Fatty
Tuna Eye Socket: Culinary Adventures in Japan
By Jason Phillips
“Jason, can you eat namako?”
Resisting the reflex to explain
for the hundredth time that the verb “can” indicates
potential or ability, and that the proper English
expression would be, “do you eat…” I remind myself
that I’m off the clock, take the question as it was
meant and simply respond, “I don’t know. What is it?”
“It’s…uh…Japanese…uh…seafood.”
A typically illuminating response.
I shrug my shoulders, say, “Ok, sure,” to the proposed
mystery food in accordance with my “try anything once”
policy and it gets ordered along with the more routine
assortment of things raw, grilled, or fried. It’s
another Wednesday night in Kawasaki, Japan, and I’m
out at what has become our usual spot, the Izakaya
Shoya, with a group of students and teachers
from the local branch of the McLanguage School where
I work. Izakaya are often described as Japanese
tapas bars, and range from loud, smoky places
with glossy picture menus and crowds attracted by
cheap booze, to beautifully decorated establishments
that serve dishes of the highest quality with truly
artistic flair. Shoya is of the former variety,
and features the Holy Grail of beer specials: a pitcher
for a thousand yen, less than ten US bucks; and we’re
talking real beer here, people, not hoppo-shu,
that peculiar Japanese alcoholic near-beer.

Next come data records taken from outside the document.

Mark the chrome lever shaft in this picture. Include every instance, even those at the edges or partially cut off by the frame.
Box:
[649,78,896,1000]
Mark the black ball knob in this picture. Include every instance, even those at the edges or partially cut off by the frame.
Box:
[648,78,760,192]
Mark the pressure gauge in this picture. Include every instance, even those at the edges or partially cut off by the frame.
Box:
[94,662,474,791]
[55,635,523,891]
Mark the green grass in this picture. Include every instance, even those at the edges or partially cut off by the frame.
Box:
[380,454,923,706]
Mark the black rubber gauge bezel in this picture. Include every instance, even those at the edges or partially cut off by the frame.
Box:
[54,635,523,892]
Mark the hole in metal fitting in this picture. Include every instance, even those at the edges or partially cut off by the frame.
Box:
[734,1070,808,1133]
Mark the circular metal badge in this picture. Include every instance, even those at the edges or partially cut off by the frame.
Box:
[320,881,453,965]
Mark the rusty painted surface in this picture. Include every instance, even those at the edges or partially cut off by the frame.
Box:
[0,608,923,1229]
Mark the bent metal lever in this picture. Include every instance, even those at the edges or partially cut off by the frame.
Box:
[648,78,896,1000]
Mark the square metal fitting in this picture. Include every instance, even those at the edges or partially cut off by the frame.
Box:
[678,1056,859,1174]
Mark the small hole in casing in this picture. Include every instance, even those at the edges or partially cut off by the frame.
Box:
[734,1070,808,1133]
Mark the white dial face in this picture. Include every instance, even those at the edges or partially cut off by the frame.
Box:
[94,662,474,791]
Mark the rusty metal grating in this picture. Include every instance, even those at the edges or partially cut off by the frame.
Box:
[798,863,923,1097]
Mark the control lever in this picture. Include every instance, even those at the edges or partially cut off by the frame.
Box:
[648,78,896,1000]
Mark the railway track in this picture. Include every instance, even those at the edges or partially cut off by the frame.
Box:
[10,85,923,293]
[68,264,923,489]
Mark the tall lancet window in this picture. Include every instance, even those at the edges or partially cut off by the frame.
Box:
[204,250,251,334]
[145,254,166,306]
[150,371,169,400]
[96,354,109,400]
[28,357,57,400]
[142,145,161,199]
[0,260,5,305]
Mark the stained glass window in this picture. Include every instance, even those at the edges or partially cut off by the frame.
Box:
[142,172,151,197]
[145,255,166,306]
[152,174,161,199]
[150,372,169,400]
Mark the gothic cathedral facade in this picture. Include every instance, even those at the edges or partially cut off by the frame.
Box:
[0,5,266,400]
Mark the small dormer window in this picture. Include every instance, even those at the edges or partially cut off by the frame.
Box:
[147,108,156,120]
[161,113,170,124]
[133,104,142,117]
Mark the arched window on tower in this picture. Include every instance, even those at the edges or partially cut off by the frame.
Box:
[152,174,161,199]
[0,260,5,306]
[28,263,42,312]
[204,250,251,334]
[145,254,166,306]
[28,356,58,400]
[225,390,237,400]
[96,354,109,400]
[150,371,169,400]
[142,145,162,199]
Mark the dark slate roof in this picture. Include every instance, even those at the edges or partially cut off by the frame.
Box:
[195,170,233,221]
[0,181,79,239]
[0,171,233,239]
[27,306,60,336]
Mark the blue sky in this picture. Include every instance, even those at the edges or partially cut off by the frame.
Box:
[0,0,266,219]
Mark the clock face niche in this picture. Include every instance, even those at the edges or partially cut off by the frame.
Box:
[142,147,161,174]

Glasses of beer are imbibed and
conversations around our table are carried on in various
combinations of English and Japanese, from hopelessly
mangled to fluent depending on who’s speaking which
to whom. Soon, dishes start arriving and the evening’s
experiment makes its appearance. Namako,
turns out to be fairly innocuous looking-- small,
brown and black, crescent-shaped, vaguely mushroom-like
pieces of meat, doused in a thin brown sauce and topped
with flying fish roe.
“Here, Jason, chance namako.”
Again, the resisted impulse to correct
a choice bit of Japanese-English. Using my oft lauded
chopstick technique (expect to be complimented by
Japanese if you can manage any better than barbaric
two-fisted stabbing), I pick-up a piece from the proffered
bowl, making sure to get ample sauce coverage and
a few roe, and then, as a hush falls over the table
and with all eyes upon me, I chance it. Hmmm… salty,
chewy, I savor the delicate popping of the flying
fish roe, but there’s also an algal flavor that makes
me think I’ve discovered what it must be like to lick
the inside of a dirty fish tank. Overall, It’s not
disgusting, but it’s not an experience that I’m in
any hurry to repeat either. I tell my rapt audience
that it’s ma-ma (so-so) and, amid much laughter,
the spotlight moves to the other foreigner at the
table, Josh-sensei, for his turn. He tries
it, has a similar reaction albeit with a pronounced
nose wrinkle and decides to get to the bottom of things:
“So, what’d we just eat?”
Nobody at the table seems to know
the English word for the recently masticated sea critter,
but after a minute of consultation somebody pulls
out a small notepad and draws what looks like a cute
little slug, complete with a smile and antennae festooned
with googly eyes.
“A slug?”
“Srugah?” Hideo almost
gets it on the first try, miming a baseball swing
and wondering if he has found a funny homonym.